The night before the auction I went out alone and drank a full bottle of wine. I have a system that does not tolerate alcohol, so a full bottle took me to even more unknown places, all dismal and not numbing enough. I somehow made my way home, opened the car door, spilled out on the lawn, and slept the night.

In the morning people began coming to buy up my life. I rolled from the grass, pushed through the crowd and locked myself in the bathroom. I listened to my life being physically dismantled from the cold enamel of the tub, one material object at a time. Who would I be now, I wondered?  No home, no identity as wife, no job skills, no child support, two small children and a backlog of depression.

My body did not want to participate in the ordeal that lay ahead, but somehow I lived through the day. I rose again and lived through another, and another still.

I met a woman at the library. Her name was Joy. She asked me if I wanted to go for a ride on her motorcycle.

Oh boy, do I ever!

Joy was getting divorced too, from an engineer; mine was a highway patrolmen, neither man a good match for free spirited women.

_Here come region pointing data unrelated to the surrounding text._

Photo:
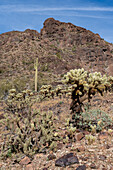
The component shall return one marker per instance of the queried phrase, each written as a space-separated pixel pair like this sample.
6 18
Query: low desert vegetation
29 131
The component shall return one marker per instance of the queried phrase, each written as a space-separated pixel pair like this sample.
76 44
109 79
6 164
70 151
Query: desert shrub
28 131
92 120
84 85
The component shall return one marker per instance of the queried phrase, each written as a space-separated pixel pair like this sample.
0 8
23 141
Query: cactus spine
36 73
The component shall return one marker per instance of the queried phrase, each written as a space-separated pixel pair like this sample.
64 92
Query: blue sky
94 15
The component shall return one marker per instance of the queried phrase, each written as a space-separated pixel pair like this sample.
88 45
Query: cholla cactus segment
29 132
73 76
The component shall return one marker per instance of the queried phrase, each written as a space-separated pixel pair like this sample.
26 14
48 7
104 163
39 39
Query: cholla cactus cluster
84 85
28 131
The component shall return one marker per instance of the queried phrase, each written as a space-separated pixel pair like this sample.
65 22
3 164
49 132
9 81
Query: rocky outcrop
59 46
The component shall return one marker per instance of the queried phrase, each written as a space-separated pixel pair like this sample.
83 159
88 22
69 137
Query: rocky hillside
59 46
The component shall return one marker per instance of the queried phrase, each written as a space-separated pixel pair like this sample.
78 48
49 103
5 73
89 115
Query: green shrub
28 131
92 120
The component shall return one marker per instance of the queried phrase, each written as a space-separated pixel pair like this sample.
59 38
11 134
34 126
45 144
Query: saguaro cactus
36 73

Joy and I moved in together. She got a job modeling and selling Leggs pantyhose. I sang in the clubs, fronting a rock and roll band.  Eventually, I worked with a classical guitarist, who was a much better fit for my quiet spirit.

At night, Joy and I had long conversations, me perched on top of her refrigerator, her being the more responsible one, and setting limits.

Karen, I don’t like it when you give away my toothbrushes to your friends. They need to buy their own.

We stayed up all night laughing, talking and often crying. We understood and loved each other.  We were full of smiles and raw open pain.

That was 36 years ago. We stay in touch, because I’ll never stop loving her for the way she filled my heart during those lonely confused beginnings. She helped me out of the bathtub and into the world.